Roundabout was nominated by Sheffield office staff to be their Charity of the Year as part of the Irwin Mitchell Charities Foundation (IMCF) programme. Established in 1997, the IMCF is an independent registered charity which, thanks to last year’s efforts, has donated more than £2 million to good causes throughout the UK and £284,000 in 2018 alone.
Sheffield staff took part in a number of fundraising initiatives over the 12 month period, including a netball tournament, bake sales and running in the Sheffield 10k and Percy Pud races. Others took part in the charity’s Sleep Out, in addition to the firm being an official sponsor of the project.
All the money raised will help fund the Roundabout Peer Education Programme, which is delivered by young Peer Educators to thousands of young people in schools and colleges every year, as a key part of the charity’s Homeless Prevention Service.

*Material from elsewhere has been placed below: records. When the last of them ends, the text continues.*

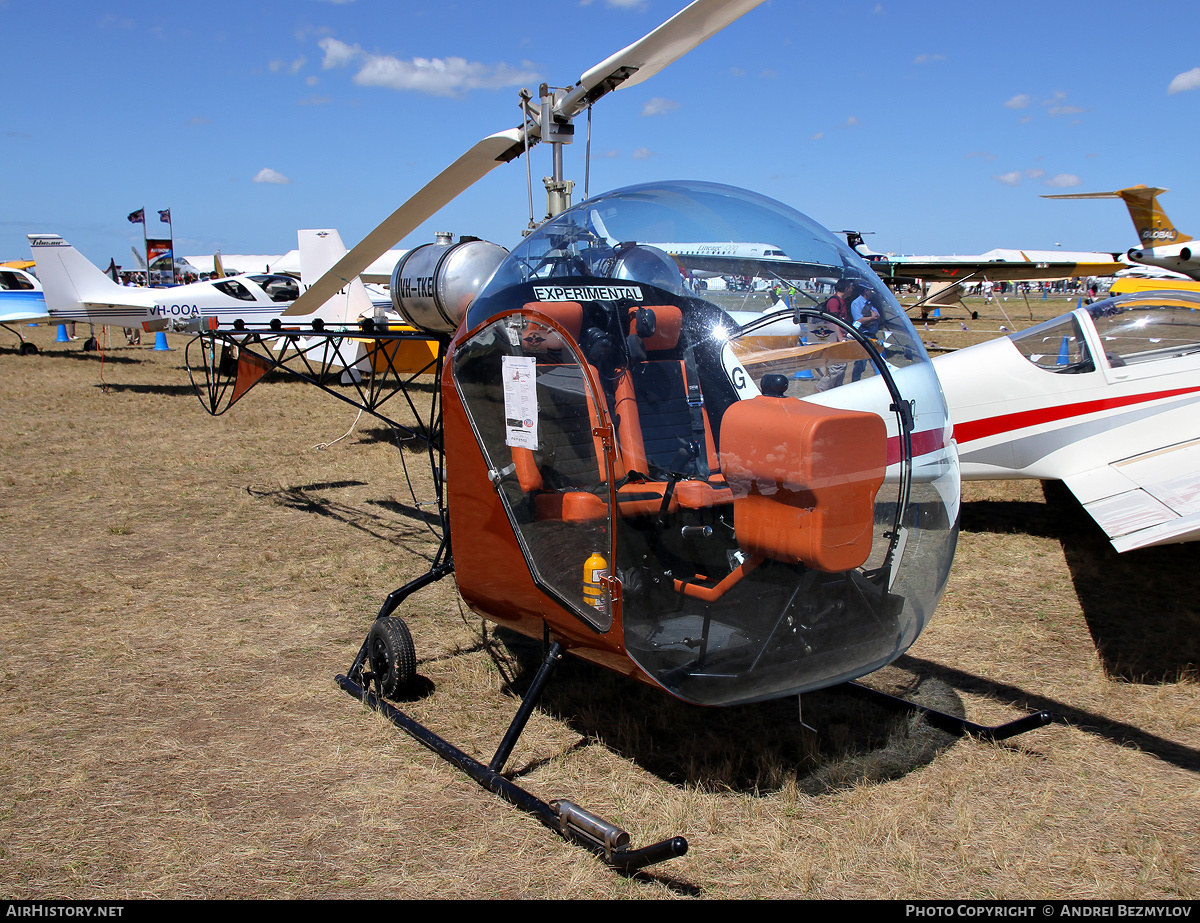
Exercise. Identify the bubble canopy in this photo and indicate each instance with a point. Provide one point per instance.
(717, 438)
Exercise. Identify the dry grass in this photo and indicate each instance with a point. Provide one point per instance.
(178, 593)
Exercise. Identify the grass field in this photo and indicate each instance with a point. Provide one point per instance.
(178, 592)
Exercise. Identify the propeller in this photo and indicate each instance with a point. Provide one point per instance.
(645, 58)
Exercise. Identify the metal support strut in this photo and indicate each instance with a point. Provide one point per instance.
(567, 819)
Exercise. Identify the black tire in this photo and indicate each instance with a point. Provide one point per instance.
(393, 654)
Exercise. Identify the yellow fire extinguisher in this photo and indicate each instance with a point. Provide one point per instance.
(595, 568)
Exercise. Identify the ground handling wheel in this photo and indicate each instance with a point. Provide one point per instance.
(393, 654)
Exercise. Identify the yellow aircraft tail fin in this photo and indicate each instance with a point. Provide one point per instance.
(1149, 219)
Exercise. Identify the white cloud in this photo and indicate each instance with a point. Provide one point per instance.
(279, 65)
(1186, 81)
(337, 54)
(268, 175)
(433, 76)
(659, 106)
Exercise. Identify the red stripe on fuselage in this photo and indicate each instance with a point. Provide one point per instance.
(923, 443)
(987, 426)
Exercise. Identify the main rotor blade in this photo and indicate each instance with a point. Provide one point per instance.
(631, 65)
(471, 167)
(690, 27)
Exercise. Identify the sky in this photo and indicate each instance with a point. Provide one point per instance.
(936, 125)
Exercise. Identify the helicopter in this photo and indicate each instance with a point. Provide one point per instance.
(726, 504)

Expert Opinion“Roundabout is a superb local charity that works with over 180 young people every day, providing support and shelter, in addition to life skills to help them gain independence. The Peer Education Programme is having a positive impact on thousands of young lives in the city. All the staff in the Sheffield office are proud we have been able to raise such a significant sum for them via the IMCF.” Niall Baker - Chairman of IM Asset Management & Partner
Ben Keegan, Roundabout CEO, said: “We are so grateful to Irwin Mitchell for raising this incredible amount of money for Peer Education, our ground breaking homeless education project for under 16s. Our dedicated team of Peer Educators are all young people who have experienced homelessness themselves, are trained to deliver sessions in schools and gain a BTEC Level 2 Award in Skills for Further Learning and Employment. The sessions raise awareness of youth homelessness, break down stereotypes, explore the reasons young people become homeless using real life stories and inform young people of local organisations that can help with problems at home.

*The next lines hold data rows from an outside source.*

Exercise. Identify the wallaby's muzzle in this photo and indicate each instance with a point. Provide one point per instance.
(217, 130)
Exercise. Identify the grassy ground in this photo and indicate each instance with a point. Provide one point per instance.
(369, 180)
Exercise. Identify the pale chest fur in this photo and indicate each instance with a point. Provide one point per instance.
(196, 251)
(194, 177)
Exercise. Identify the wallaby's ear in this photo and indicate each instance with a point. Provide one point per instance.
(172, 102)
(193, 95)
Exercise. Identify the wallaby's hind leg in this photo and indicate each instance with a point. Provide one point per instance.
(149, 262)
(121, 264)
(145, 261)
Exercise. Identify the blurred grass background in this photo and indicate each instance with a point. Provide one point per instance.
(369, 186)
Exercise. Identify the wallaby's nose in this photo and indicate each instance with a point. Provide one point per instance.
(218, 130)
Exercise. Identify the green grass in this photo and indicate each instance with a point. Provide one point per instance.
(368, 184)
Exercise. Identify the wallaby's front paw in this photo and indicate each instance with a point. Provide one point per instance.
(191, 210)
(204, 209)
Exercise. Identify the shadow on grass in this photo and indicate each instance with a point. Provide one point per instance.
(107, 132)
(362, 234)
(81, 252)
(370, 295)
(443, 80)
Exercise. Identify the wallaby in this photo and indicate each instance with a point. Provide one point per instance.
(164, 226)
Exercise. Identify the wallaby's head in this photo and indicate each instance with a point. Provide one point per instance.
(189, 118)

“Last year, we delivered sessions to more than 3000 students across Sheffield, preventing many young people from becoming homeless unnecessarily, signposting others to services to help address issues at home and supporting some to leave home in a planned way by being placed in suitable accommodation with support for independent living. This funding will enable us to deliver Peer Education for a further two years and reach even more young people, preventing them from becoming homeless.”